Anheuser-Busch and Kirin form alliance for Japanese Budweiser production.
Budweiser Japan Co., capitalized at 9 billion yen ($78 million), will be 90 percent owned by Anheuser-Busch and 10 percent by Kirin, the two companies said.
The venture will be based on a 10-year contract and the company will consist of two directors from Kirin and 10 from Anheuser-Busch.
The new company will sell A-B's canned product, imported from the United States, and Kirin will brew beer for bottled Budweiser to be sold in the Japanese market.
Japan's Fair Trade Commission (FTC) said it approved the joint venture because it would take time for Anheuser-Busch to acquire a license for liquor sales in Japan.
The FTC initially did not favor the venture since Kirin already has a 50 percent share of the Japanese market.
Kirin had originally hoped to hold 49 percent of the new company's stocks, but lowered that to 10 percent because the FTC did not want to see one brewery become too powerful. Kirin's market share reached 63.8 percent at its peak in 1976, but has hovered around 50 percent in recent years.
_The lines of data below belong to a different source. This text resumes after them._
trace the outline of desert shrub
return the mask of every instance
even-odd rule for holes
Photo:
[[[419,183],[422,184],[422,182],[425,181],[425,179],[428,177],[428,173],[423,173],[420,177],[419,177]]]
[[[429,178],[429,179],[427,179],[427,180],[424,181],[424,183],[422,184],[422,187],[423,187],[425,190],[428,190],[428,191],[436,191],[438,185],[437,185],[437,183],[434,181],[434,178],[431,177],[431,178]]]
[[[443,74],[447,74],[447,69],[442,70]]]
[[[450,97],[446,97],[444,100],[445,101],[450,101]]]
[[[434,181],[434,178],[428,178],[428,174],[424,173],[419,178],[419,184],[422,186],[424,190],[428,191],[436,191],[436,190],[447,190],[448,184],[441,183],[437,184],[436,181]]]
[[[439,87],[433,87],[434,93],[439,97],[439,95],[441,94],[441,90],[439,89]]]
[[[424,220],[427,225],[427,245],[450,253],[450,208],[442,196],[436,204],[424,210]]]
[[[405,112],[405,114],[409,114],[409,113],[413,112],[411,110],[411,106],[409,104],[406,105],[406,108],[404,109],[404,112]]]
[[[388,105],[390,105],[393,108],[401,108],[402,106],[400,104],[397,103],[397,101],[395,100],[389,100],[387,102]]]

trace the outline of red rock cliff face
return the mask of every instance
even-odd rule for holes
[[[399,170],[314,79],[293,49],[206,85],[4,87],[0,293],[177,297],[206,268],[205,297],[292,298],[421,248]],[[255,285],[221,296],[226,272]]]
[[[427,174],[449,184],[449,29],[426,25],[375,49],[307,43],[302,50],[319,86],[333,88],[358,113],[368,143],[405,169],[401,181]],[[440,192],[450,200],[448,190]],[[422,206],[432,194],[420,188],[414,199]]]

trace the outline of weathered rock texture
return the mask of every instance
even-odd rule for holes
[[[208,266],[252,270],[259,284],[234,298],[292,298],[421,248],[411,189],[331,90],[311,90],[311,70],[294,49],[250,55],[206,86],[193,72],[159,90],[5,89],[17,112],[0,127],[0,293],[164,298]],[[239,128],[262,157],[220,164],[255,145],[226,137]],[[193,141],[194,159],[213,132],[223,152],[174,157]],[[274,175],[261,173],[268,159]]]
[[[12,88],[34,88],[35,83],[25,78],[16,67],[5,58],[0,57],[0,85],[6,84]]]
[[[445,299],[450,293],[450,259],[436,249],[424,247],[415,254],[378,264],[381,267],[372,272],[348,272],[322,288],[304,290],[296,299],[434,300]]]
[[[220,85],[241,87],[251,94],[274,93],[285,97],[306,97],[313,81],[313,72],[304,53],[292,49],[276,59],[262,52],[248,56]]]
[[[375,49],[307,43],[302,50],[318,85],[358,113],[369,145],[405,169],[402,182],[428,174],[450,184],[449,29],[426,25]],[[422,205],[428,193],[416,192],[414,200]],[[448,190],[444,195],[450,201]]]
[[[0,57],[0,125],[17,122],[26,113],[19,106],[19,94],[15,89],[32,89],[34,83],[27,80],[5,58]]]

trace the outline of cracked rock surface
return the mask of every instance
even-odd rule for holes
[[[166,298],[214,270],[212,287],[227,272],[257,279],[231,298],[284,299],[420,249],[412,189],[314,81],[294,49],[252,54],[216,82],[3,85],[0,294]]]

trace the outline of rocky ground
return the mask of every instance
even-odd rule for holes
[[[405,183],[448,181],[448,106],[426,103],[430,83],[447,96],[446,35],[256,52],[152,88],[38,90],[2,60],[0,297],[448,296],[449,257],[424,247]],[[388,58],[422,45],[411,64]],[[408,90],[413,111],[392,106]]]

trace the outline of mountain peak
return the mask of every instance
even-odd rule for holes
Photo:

A commission official, who spoke on condition of anonymity, said the American company needs to have cooperation from Kirin before becoming fully independent.
The new venture means the termination of a long-standing contract between Anheuser-Busch and Suntory, Ltd., another major Japanese brewer. Under that contract, Suntory had imported and produced Budweiser in Japan since 1981.